If you don't like blood or gore, you can skip the ending. As long as you read the last sentence, you can still understand it. No author's note today. Thanks for reading!

Mint opened her mouth, inhaling the scents around her. The scents of the forest, plants, and animals surrounded her. She soon picked up her mother's scent, following it with her nose to the ground. 

It was just past dawn, and the sky was smeared with oranges and pinks. Sunlight pierced through the gaps in the leaves, dappling the soft forest floor. Mint pricked her ears, listening to the rustling of small creatures, the happy chirping of birds, and the mindless babble of her brother in the background. 

"Oh, shut up," Mint hissed. "Mother should've named you Babbling Creek."

"Well, she should've named you Shadow Paws!"

"I actually like that name." Mint purred with laughter.

Pebble gave his smaller sister a shove, and she stumbled towards a tree. Mint picked herself up and cuffed Pebble over the ear. "Focus. We have better things to do than crash into trees." Mint shook the bark and leaf mulch from her fur.

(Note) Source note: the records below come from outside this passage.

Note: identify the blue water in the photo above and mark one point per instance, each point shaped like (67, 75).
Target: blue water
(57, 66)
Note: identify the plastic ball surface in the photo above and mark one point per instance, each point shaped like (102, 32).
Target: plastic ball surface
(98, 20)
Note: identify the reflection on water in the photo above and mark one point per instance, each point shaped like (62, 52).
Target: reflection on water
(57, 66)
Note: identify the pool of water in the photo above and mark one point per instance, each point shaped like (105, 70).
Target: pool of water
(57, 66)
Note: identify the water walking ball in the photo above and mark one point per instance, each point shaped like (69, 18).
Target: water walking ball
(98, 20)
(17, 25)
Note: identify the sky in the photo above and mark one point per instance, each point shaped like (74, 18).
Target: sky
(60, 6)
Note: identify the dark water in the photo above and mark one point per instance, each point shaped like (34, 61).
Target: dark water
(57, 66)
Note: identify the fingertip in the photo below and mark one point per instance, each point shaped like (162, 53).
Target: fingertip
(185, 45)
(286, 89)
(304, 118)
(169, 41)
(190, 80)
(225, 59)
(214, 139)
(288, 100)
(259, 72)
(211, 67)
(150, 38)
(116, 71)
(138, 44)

    ̶B̶a̶b̶b̶l̶i̶n̶g̶ ̶C̶r̶e̶e̶k̶ ... I mean Pebble... walked on in silence, sulking. 

"Sniff the air. The fox scent gets stronger up ahead," Mint pointed out.

Pebble raised his nose and sniffed the air. "You're right," he meowed. 

Mint broke into a run, dashing into a sandy clearing. Pebble followed. 

Mint sniffed the air, padding around the clearing. This must've been the fox's den, Mint noted. The scent of fox was stale, though. 

Mint padded over to what appeared to be the body of the fox, lying beside a tree. A dried trail of blood made it look as if the fox had been dragged to the side of the clearing. The fox's face was frozen in an expression of fear and anger, pearly teeth bared. Its amber eyes were forever clouded. It was covered in clumpy red fur, frozen in place by dried blood, its pelt laced with horrible scratch and bite wounds. It smelled strongly of cat and fox, but even more than that, fear. Its tail, which appeared to have once been large and bushy, was clumped oddly. 

"Look," Mint meowed. "There are scratches on the tree. The fox tried to climb it, and it got up a few cat-lengths, too!" 

"Foxes can't climb," Pebble pointed out. 

"This looks like a small fox," Mint mewed. "Maybe it's possible."

"Mom killed a fox, mom killed a fox!" Pebble chanted.

But then why didn't she come back to us? Mint sniffed the blood-covered body, pressing her nose close to the hardened red fur. It smelled like fear, and a lot like fox, but underneath that, something familiar. 

Carefully, Mint lapped at the fur on the fox's cheek, and the blood started to disappear. Mint tasted its salty tang in her mouth, trying hard not to gag. 

Mint backed away from the fox, revealing that the fur on the fox's face was... white?

Mint froze in horror, and then her heart sank to her paws. No, no, no! Please, no!

She looked up to her brother with wide, sad eyes, breaking into her brother's cheerful chant with her quiet, solemn mew. 

"Pebble, I don't think this is a fox."